La frittata è fatta sul vaccino AstraZeneca. Ormai, al pari della mia paziente, un numero molto consistente di nostri concittadini non lo vorrà o, se non avrà alternative, lo subirà con grande timore e angoscia. Non varranno a nulla le rassicurazioni autorevoli, i calcoli numerici sul numero dei pazienti che muoiono ogni giorno per trombosi o infarto, anche senza vaccino. I politici, di fronte ad alcuni casi, non significativi in termini statistici (rispetto alla popolazione non vaccinata), si sono “calati le braghe” e hanno ceduto all’istinto di non mettersi contro certi loro elettori.

Anche un contenuto ironico che gira sul web: “Ieri è morto un uomo che oggi doveva vaccinarsi con AstraZeneca” rilancia paradossalmente nel nostro inconscio la paura atavica. La domanda cruciale è: perché, visto che ora sto bene, devo inocularmi qualcosa che potrebbe farmi male? La risposta razionale è che lo si fa per evitare danni peggiori in futuro, ma il nostro istinto di conservazione, in modo automatico, ci induce a provare timore e ogni rassicurazione esterna trova un eventuale contraltare in altre paure. Prevale l’idea inconscia che noi siamo diversi e privilegiati rispetto agli altri, per cui vorremmo che tutti si vaccinassero per permettere a noi di non farlo (immunità di gregge con gli altri che fanno le pecore).

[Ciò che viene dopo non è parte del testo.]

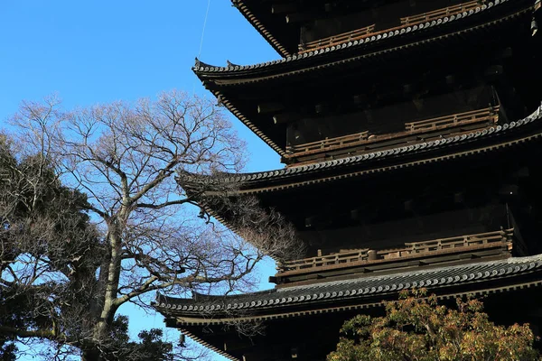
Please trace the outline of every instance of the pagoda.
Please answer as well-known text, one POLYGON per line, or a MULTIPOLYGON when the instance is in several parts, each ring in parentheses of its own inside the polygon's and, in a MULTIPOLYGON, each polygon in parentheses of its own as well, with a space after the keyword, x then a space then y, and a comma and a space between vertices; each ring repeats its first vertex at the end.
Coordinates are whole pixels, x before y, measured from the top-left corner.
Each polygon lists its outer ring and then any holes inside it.
POLYGON ((233 5, 282 58, 193 70, 285 164, 232 175, 237 196, 280 212, 307 253, 272 290, 159 295, 167 326, 232 360, 324 360, 346 319, 424 287, 539 334, 540 0, 233 5))

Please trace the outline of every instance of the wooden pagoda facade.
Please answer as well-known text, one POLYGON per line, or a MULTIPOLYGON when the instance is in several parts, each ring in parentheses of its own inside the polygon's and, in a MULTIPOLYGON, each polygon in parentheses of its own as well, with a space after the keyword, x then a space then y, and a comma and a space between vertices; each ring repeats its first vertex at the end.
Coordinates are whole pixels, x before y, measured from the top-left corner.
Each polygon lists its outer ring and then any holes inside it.
POLYGON ((277 265, 273 290, 159 296, 167 325, 233 360, 323 360, 344 320, 425 287, 487 296, 495 320, 538 332, 539 0, 233 4, 282 58, 193 69, 281 155, 231 180, 307 254, 277 265))

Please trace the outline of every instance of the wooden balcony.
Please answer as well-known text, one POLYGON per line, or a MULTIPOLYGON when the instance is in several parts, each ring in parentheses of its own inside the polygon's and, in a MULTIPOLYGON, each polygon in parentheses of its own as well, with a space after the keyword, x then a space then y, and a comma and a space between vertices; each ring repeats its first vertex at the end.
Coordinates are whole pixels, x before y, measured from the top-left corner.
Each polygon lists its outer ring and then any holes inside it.
POLYGON ((454 253, 501 247, 511 251, 514 229, 466 235, 430 241, 406 243, 404 247, 386 250, 369 248, 349 250, 317 257, 286 262, 279 265, 279 273, 304 273, 336 269, 341 266, 359 266, 385 262, 403 262, 414 257, 434 257, 454 253))
POLYGON ((405 29, 412 25, 416 25, 422 23, 442 18, 444 16, 451 16, 465 11, 475 9, 477 6, 480 6, 480 4, 481 1, 474 0, 463 4, 459 4, 457 5, 448 6, 443 9, 431 11, 428 13, 402 17, 400 18, 401 25, 378 32, 375 32, 375 24, 371 24, 348 32, 342 32, 337 35, 332 35, 327 38, 306 42, 304 44, 300 44, 299 53, 320 50, 322 48, 327 48, 332 45, 342 44, 343 42, 359 41, 371 36, 376 36, 389 32, 395 32, 396 30, 400 31, 401 29, 405 29))
POLYGON ((304 45, 299 46, 299 52, 306 52, 314 49, 325 48, 333 44, 352 42, 354 40, 362 39, 368 35, 374 33, 375 24, 366 26, 361 29, 352 30, 351 32, 342 32, 338 35, 328 36, 327 38, 319 39, 314 42, 309 42, 304 45))
MULTIPOLYGON (((398 146, 401 143, 412 143, 413 136, 416 137, 422 134, 425 141, 431 140, 431 133, 440 132, 446 129, 455 130, 459 128, 460 132, 463 127, 480 128, 489 125, 493 125, 499 120, 499 106, 478 109, 464 113, 453 114, 450 116, 440 116, 436 118, 425 119, 417 122, 409 122, 405 124, 405 131, 386 134, 370 134, 368 131, 348 134, 334 138, 326 138, 322 141, 311 142, 298 145, 286 147, 288 153, 285 158, 301 160, 295 164, 300 164, 309 160, 320 160, 325 157, 327 153, 334 152, 336 153, 360 153, 367 148, 373 152, 378 149, 387 149, 392 146, 398 146)), ((458 133, 458 132, 455 132, 458 133)), ((447 134, 455 134, 454 132, 447 134)), ((442 134, 435 135, 440 136, 442 134)))
POLYGON ((450 15, 456 14, 459 13, 463 13, 463 12, 468 12, 470 10, 476 9, 476 7, 480 6, 480 5, 481 3, 482 3, 482 1, 479 1, 479 0, 469 1, 468 3, 458 4, 453 6, 448 6, 444 9, 438 9, 438 10, 435 10, 435 11, 431 11, 431 12, 427 12, 427 13, 424 13, 424 14, 419 14, 416 15, 402 17, 401 24, 411 25, 414 23, 425 23, 425 22, 428 22, 431 20, 439 19, 441 17, 450 16, 450 15))
POLYGON ((421 120, 419 122, 405 123, 405 128, 408 132, 416 130, 435 130, 441 126, 456 126, 465 123, 497 123, 499 120, 499 106, 489 107, 486 109, 472 110, 454 114, 452 116, 441 116, 438 118, 421 120))
POLYGON ((369 132, 365 131, 361 133, 356 133, 354 134, 338 136, 335 138, 325 138, 322 141, 305 143, 300 145, 293 145, 287 147, 286 150, 293 152, 294 153, 306 153, 312 151, 324 150, 330 147, 341 148, 344 146, 356 145, 361 143, 365 143, 367 142, 369 132))

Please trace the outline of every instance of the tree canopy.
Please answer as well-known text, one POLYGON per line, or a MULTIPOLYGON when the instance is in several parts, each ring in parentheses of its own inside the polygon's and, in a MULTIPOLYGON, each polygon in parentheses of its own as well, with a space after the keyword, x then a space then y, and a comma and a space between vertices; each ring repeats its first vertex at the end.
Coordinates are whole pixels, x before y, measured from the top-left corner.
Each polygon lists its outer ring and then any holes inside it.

A questo punto imporre ad alcune professioni come insegnanti, forze dell’ordine o altri un vaccino rispetto ad un altro equivarrà a mettere in pericolo la tenuta psicologica di quella categoria, scatenando la domanda: “Perché a noi?”.

Occorre dare libertà di scelta al cittadino su quale vaccino utilizzare. Naturalmente senza però saltare la fila o avere il trattamento in anticipo perché appartenente a questa o quella categoria. Si deve procedere per età a scalare per i vaccini che la gente percepisce più sicuri (in questo momento Pfizer e Moderna). Per il vaccino AstraZeneca si deve dare alle persone la libertà di sottoporsi a questo tipo di vaccinazione (sempre rispettando il criterio dell’età), aprendo però a tutti coloro che lo accettano. In questo modo succederà che un sessantenne “coraggioso” si vaccinerà con Astra Zeneca prima di un settantenne “fifone” che attenderà il suo turno con gli altri vaccini ritenuti da lui più sicuri.

Questo cambio di paradigma sulla possibilità di effettuare una scelta è molto importante in quanto ora, al contrario, è tutto deciso a livello centrale. Imporre un vaccino appare come una costrizione e, certamente, scatenerà mille diatribe e spunti per i talk show. Il grande rischio è che un approccio al vaccino troppo stressante ed emotivo provochi nei giorni successivi malesseri psicosomatici, difficili da individuare e distinguere, rispetto a eventuali reazioni avverse. Dobbiamo comprendere l’irrazionale e, per quanto è possibile, accettare l’uomo per come è fatto, senza volere a tutti i costi un mondo di esseri che la pensano esattamente come noi.